About Our Foundation
Upshift Foundation is dedicated to advancing digital skills and contributing to open-source projects for the benefit of society. We support research, development, and collaboration across various domains. Our current focus is on Polytechnic colleges and open source code contribution to AI research.
Our Projects & Initiatives
Educational Outreach
Open Source Contributions
Performance profiling tools for AI workloads.
Hardware description language implementation of LLMs.
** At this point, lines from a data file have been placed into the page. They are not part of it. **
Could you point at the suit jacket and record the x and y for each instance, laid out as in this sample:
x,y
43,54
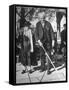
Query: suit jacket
x,y
44,34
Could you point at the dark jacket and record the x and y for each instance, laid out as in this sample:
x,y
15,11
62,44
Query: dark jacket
x,y
44,34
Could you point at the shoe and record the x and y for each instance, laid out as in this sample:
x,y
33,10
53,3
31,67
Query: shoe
x,y
48,72
23,72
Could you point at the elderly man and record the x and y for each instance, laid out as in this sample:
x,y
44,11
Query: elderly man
x,y
44,36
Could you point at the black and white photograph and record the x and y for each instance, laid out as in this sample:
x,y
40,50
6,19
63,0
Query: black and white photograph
x,y
41,44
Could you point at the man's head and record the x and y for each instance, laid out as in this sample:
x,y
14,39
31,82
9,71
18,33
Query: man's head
x,y
41,16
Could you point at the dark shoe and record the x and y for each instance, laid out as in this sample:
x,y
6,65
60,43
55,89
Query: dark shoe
x,y
31,71
48,72
23,72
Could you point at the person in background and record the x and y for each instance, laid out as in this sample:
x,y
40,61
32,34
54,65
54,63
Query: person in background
x,y
27,48
44,36
63,40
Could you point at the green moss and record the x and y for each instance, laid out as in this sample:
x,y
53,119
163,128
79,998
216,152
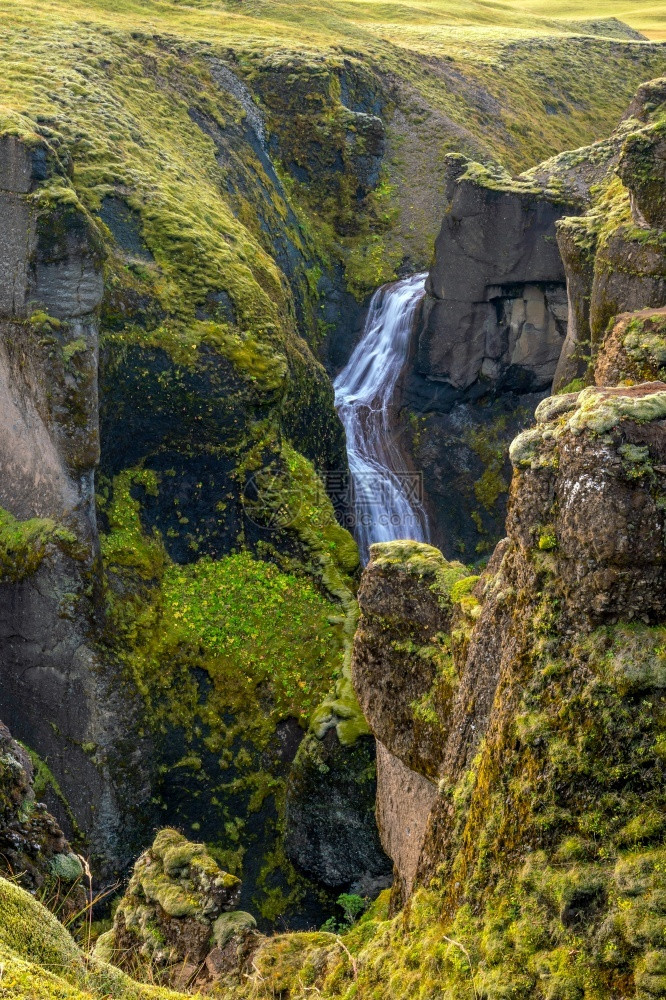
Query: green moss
x,y
599,412
547,539
645,343
66,867
41,961
24,544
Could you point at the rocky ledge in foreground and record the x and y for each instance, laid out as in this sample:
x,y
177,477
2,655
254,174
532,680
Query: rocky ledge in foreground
x,y
176,922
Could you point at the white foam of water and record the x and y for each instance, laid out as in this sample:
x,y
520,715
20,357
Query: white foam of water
x,y
387,497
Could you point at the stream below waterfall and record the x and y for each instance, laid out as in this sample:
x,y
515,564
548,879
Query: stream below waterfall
x,y
387,495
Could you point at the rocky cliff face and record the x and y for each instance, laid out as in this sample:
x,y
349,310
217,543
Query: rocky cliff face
x,y
540,871
54,693
33,848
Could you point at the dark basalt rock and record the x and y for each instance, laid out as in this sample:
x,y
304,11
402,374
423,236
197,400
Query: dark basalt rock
x,y
56,695
331,832
495,295
33,848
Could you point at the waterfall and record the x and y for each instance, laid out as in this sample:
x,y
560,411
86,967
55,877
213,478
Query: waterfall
x,y
387,496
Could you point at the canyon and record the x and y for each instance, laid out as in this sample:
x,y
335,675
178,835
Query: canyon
x,y
241,282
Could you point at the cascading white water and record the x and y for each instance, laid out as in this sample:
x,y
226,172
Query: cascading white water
x,y
387,497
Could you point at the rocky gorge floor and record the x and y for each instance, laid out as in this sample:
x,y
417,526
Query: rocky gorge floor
x,y
212,701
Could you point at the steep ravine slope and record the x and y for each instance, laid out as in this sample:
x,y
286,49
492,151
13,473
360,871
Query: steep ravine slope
x,y
528,273
192,217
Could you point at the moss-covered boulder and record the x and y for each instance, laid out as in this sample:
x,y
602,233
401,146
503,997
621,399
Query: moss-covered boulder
x,y
33,848
643,170
174,920
588,495
634,350
41,961
402,666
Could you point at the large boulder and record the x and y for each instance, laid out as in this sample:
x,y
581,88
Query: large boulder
x,y
33,848
496,305
401,665
634,350
177,921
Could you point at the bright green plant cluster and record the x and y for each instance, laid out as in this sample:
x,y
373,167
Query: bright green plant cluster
x,y
23,544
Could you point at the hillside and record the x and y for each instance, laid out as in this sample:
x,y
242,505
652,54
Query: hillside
x,y
196,203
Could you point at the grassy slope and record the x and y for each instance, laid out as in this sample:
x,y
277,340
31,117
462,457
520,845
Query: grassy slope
x,y
39,960
111,83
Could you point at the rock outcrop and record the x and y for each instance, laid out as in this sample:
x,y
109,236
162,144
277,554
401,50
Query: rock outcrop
x,y
33,849
541,873
634,350
177,919
614,255
55,694
496,305
331,833
404,674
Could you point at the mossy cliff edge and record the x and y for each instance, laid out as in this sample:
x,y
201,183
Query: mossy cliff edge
x,y
530,273
540,870
194,208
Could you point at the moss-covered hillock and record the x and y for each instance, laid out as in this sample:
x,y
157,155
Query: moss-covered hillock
x,y
174,914
541,874
41,961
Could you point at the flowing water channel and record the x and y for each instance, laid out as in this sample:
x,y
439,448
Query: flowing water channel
x,y
387,495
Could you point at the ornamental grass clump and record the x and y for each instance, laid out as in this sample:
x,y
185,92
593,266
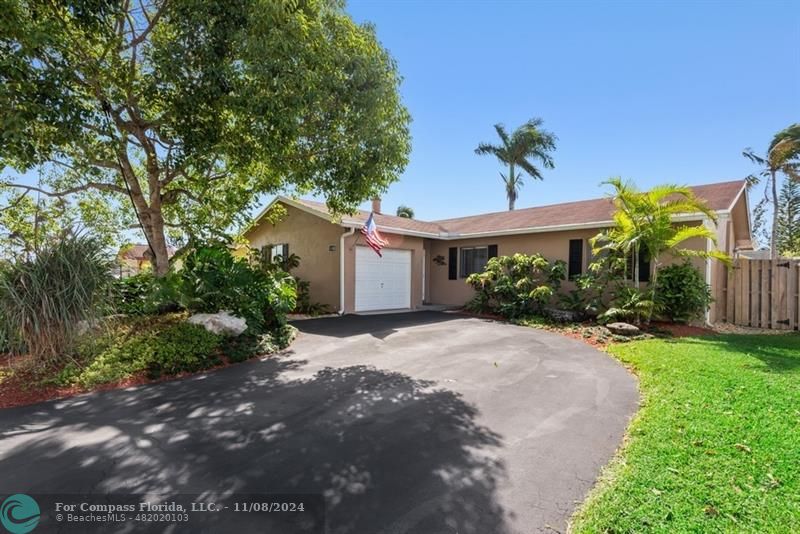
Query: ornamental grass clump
x,y
45,300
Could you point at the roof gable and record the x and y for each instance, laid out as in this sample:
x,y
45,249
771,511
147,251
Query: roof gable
x,y
584,213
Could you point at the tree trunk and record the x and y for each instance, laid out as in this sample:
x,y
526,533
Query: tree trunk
x,y
653,284
158,242
773,245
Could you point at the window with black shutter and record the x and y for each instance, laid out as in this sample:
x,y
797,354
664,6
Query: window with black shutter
x,y
281,249
575,258
452,264
473,260
644,268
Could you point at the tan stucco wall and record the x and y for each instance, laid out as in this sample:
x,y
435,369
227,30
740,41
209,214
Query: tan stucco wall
x,y
309,237
552,245
731,228
403,242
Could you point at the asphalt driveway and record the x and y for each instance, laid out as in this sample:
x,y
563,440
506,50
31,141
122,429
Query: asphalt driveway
x,y
420,423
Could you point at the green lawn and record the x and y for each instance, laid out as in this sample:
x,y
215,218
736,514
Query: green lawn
x,y
715,446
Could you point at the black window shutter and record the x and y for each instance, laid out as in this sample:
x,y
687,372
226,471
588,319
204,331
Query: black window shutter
x,y
575,257
644,268
452,264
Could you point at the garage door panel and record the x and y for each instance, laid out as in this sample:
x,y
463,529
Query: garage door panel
x,y
382,283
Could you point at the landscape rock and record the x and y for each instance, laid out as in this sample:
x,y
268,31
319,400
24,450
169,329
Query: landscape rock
x,y
623,329
562,316
222,323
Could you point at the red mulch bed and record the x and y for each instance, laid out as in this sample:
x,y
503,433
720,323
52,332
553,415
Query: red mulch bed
x,y
23,388
683,330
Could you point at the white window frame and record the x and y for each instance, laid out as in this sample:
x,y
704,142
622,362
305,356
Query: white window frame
x,y
461,259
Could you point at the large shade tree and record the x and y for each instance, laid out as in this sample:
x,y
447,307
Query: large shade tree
x,y
520,151
187,111
782,159
645,226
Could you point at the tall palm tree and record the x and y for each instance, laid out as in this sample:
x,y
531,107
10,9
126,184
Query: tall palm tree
x,y
405,211
644,226
526,145
782,157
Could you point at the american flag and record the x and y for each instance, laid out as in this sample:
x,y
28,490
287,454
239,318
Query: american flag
x,y
372,237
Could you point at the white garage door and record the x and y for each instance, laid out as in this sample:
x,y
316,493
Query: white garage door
x,y
383,283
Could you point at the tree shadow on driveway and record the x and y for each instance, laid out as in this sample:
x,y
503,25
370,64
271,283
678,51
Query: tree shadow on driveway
x,y
380,326
389,453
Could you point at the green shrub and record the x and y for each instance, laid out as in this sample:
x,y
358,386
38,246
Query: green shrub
x,y
142,294
44,300
629,304
682,293
212,280
244,347
182,347
516,286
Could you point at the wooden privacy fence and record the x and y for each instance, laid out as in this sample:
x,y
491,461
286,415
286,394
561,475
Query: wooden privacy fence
x,y
764,294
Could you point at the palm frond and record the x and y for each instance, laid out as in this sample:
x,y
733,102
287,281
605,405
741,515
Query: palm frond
x,y
685,233
502,133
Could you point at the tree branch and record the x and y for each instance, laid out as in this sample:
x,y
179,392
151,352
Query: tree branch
x,y
99,186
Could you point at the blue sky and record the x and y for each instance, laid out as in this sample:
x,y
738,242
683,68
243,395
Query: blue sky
x,y
652,91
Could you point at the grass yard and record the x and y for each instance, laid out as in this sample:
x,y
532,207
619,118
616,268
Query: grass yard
x,y
716,444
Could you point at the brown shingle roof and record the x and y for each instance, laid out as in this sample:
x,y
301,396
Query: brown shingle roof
x,y
719,196
382,220
141,252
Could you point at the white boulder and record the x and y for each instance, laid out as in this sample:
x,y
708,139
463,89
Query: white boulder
x,y
222,323
623,329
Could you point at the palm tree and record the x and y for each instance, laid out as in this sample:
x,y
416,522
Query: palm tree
x,y
405,211
519,150
783,157
644,226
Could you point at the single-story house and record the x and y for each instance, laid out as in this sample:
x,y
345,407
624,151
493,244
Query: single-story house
x,y
133,259
426,262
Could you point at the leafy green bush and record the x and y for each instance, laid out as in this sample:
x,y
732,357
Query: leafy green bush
x,y
244,347
179,348
682,292
144,294
163,346
44,300
212,280
516,286
629,304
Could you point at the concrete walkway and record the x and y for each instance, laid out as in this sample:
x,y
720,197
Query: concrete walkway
x,y
424,422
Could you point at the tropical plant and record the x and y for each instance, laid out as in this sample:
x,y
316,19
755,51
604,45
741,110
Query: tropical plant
x,y
787,235
184,112
644,226
782,158
516,286
212,280
519,151
44,300
29,221
405,211
629,304
682,293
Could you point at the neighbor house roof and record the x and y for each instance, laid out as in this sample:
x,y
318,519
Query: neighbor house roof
x,y
585,213
140,252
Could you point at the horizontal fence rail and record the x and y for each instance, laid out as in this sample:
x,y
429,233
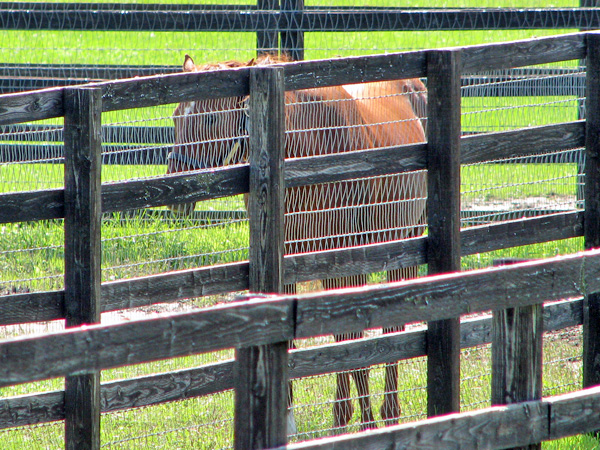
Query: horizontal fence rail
x,y
268,323
120,17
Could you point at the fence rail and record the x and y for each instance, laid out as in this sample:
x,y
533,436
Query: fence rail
x,y
262,327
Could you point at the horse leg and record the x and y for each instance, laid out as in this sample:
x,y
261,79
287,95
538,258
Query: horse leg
x,y
292,429
390,409
342,408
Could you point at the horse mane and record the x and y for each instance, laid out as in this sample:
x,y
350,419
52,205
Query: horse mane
x,y
265,59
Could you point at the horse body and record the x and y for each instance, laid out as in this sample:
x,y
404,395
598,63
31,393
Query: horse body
x,y
321,121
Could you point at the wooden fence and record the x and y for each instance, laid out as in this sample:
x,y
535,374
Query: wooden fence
x,y
260,329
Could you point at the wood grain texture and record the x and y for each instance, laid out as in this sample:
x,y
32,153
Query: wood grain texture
x,y
490,428
199,186
523,53
213,378
533,141
100,347
447,296
220,279
83,255
591,309
443,222
261,372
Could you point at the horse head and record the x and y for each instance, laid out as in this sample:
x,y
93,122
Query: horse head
x,y
208,133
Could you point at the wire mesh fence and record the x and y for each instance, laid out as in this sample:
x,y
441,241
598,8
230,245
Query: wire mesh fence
x,y
151,242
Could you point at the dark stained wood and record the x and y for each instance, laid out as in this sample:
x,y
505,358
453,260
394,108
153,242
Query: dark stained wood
x,y
492,428
517,341
532,141
443,221
213,378
98,346
220,279
261,372
32,307
201,185
514,233
173,286
83,215
29,106
523,53
591,308
357,69
446,296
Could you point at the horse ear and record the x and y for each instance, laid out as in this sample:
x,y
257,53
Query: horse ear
x,y
188,64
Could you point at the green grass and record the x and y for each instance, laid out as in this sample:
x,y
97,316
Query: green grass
x,y
33,253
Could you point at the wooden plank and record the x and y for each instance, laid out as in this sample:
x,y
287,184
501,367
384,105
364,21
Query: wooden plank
x,y
261,372
192,187
174,88
174,286
99,347
591,308
83,255
32,307
443,222
533,141
358,69
220,279
214,378
447,296
515,233
517,342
FY2025 Conference Impact Reports
Detailed technical notes from foundation-sponsored conference attendances.
PyTorch Conference 2025
Overview
PyTorch Conference 2025 convened over 3,400 developers with a clear message: the industry is pivoting from "Model Architecture" to "System Architecture." The event highlighted that training reasoning models (like DeepSeek-R1) and deploying goal-directed agents requires a fundamental rethink of infrastructure. This year saw the introduction of dedicated "Agentic" tracks and the co-located Open Agent Summit, signaling that static prompt-response loops are being replaced by dynamic, multi-step agent workflows.
Major announcements reinforced this, including torchforge (for agentic development) and torchtitan (for scaling large MoE models), alongside a broader push to treat the entire datacenter—not just the GPU—as the unit of compute.
Detailed Session Notes
1. Verl: A Flexible & Efficient RL Framework (ByteDance)
This session introduced Verl, a hybrid framework designed to tackle the massive distributed computing workload required for Large Scale RLHF.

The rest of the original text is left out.